The arterial lesions of RVH can be different. About half of patients with RVH have bilateral renal artery involvement, with or without intrarenal and (or) extrarenal vascular disease [8]. In this study, the incidence of bilateral RAS was 22.2%, which was similar to the incidence of 24%-28% reported in other literatures [14, 24]. It was also observed in our study that 14.8% (8/54) of children with RVH had extracranial and intracranial cerebrovascular diseases, and most of the RAS was mainly proximal stenosis.

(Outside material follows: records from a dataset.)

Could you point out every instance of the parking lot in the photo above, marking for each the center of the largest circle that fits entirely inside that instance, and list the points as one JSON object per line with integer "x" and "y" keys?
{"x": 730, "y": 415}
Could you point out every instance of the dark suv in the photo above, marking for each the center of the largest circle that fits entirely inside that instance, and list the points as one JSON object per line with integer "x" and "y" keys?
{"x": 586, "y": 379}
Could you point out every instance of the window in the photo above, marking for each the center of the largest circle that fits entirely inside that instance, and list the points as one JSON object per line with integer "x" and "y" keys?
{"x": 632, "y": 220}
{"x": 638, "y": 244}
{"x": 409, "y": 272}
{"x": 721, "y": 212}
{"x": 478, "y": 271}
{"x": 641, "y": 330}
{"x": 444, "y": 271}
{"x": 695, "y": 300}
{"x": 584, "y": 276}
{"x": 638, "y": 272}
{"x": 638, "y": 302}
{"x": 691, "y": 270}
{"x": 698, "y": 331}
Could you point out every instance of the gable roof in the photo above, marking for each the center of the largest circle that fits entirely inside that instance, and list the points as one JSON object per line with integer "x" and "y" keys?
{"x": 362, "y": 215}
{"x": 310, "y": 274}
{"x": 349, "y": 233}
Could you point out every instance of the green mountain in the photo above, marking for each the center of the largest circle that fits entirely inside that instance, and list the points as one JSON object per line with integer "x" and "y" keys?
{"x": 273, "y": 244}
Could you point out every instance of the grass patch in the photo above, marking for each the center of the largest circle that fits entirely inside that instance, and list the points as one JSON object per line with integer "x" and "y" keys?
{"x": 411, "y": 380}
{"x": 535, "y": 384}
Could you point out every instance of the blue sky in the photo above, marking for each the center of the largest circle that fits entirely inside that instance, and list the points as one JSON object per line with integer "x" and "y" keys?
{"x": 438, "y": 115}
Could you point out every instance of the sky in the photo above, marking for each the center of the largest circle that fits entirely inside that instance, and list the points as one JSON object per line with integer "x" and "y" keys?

RVH is considered to be the prototype of renin-dependent hypertension. Therefore, the measurement of basal and stimulating plasma renin activity (PRA) in peripheral and renal venous blood is widely used for diagnosis. However, the findings from a study [25] showed that the release of renin on the stenotic side of RAS required 10% to 20% of the aortic-renal pressure gradient. When the pressure gradient reached 50%, the renal vein blood renin release of the stenotic side was the largest. This study found that not all children had elevated blood renin levels, which was inconsistent with the severity of renal artery stenosis. Unilateral RAS was the main cause of RVH and it was mostly related to peripheral venous blood sampling to detect renin levels. This indicates that low levels of peripheral blood or renal venous blood renin levels could not rule out RVH. Hypokalemia and increased plasma renin and angiotensin levels are considered to be clues to the diagnosis of RVH [8]. In this study, 13 children with RVH had hypokalemia, and most of them were accompanied by high renin levels. This further confirmed that the diagnosis of renovascular hypertension should be carefully assessed, when hypertension is complicated with hypokalemia. Therefore, our study findings may provide clues to improve the diagnosis and treatment of pediatric RVH.

Limitations

The main limitation of this study is its retrospective single-institution design, which involved only hospitalized patients, spanned on about three decades and included different practice models, possibly leading to some extent of selection biases. Further, as this was a retrospective study, laboratory results were incomplete in some cases, and none of the cases could be suggested to undergo genetic testing, leading to a possible failure to diagnose NF1 and Williams' diseases. Also, some cases could not be included due to limited availability of early part of their electronic records for patient retrieval and assessments using diagnostic codes.

Conclusion

In this study, RVH in children was commonly observed in males aged > 6 years old. Renovascular hypertension in children was more common in boys over 6 years old. 94.4% children were presented with hypertensive crisis. Clinical manifestations were varied, 55.6% cases had neurological symptoms, 25.9% cases were asymptomatic.SBP and DBP were significantly higher in HTN-E cases than in HTN-U cases. Takayasu’s arteritis was the main cause for known etiology in our study. Target organ damage in children with RVH were common. Seventy one point four percent cases have left ventricular hypertrophy, 77.8% cases have retinopathy and 40% cases have hypertensive encephalopathy. These target organ damage were asymptomatic in the early stage. The children with RVH were mainly treated with only antihypertensive drugs (38.9%), angioplasty (38.9%) and surgery (22.2%). Seventy nine point six percent cases were improved and 13.0% were cured.